As the CEO of Smart Wire Grid Inc., a manufacturer of advanced power flow control technology, Ramsay led a startup organization that partnered with ARPA-e and took technology from laboratory to pilot project in eight months and from laboratory to commercial sales in less than one year. Ramsay provided the vision and leadership for the groundbreaking technology and worked with industry and regulators to hasten its acceptance and adoption. In addition to CEO, Ramsay held a seat on the board of directors of Smart Wire Grid.

As the president of CTC Cable, the manufacturer of advanced high-temperature – low sag conductor, Ramsay provided the leadership necessary to turn around the technical, operational and financial performance of the company. He worked with industry to build the trust and acceptance of the advanced conductor technology and provided the strategy and leadership that rebuilt the global sales of the product. Ramsay also held a seat on the board of CTC Cable.

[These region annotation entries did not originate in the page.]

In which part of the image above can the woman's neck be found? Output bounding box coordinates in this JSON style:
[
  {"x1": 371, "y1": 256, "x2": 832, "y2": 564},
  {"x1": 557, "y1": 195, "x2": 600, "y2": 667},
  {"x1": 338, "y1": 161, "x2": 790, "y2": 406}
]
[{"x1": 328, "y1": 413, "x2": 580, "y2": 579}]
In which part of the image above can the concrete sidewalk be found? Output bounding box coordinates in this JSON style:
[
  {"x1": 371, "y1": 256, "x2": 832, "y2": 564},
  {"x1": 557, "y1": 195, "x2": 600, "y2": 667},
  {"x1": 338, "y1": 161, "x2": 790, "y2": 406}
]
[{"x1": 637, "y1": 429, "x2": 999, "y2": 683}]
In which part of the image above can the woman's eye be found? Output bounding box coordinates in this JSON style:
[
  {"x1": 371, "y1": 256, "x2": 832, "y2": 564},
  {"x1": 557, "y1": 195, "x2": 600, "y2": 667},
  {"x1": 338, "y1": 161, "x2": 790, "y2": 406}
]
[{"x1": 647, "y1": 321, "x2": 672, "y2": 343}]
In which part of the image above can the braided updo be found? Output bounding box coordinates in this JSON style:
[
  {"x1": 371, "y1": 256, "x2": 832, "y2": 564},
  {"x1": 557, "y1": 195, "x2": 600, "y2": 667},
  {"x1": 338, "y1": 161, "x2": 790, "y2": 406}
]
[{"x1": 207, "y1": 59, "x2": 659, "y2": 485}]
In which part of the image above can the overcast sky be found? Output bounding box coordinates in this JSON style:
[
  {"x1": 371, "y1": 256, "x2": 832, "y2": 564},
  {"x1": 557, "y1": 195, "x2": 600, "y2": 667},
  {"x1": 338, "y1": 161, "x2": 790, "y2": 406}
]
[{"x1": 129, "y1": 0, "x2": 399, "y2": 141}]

As an officer at both American Electric Power and Pacific Gas and Electric, Ramsay was heavily involved in innovative approaches to modernizing the grid. He has been a strong proponent of the creation of adaptive, self-healing grids using a range of smart grid technologies on both the utility and customer side of the meter.

Ramsay has served in several external board and advisory positions. He was elected to the Member Advisory Committee of Peak Reliability Coordinator organization that serves the Western Interconnection of North America (population of 78 million in the U.S., Canada and Baja, Mexico). Ramsay serves on the board of expert advisors to the California Emerging Technology Fund. He served on the board of the WECC and as the WECC representative to the NERC MRC. Ramsay was a member of the California Energy Commission’s Public Interest Energy Research Program’s Policy Advisory Committee, where he was a proponent of rapid development and deployment of intelligent technologies. He served two three-year terms on the board of Coro Northern California, a non-profit focused on developing civic leaders in youth and young professionals. Mr. Ramsay served for four years as treasurer and chair of the finance committee of the board.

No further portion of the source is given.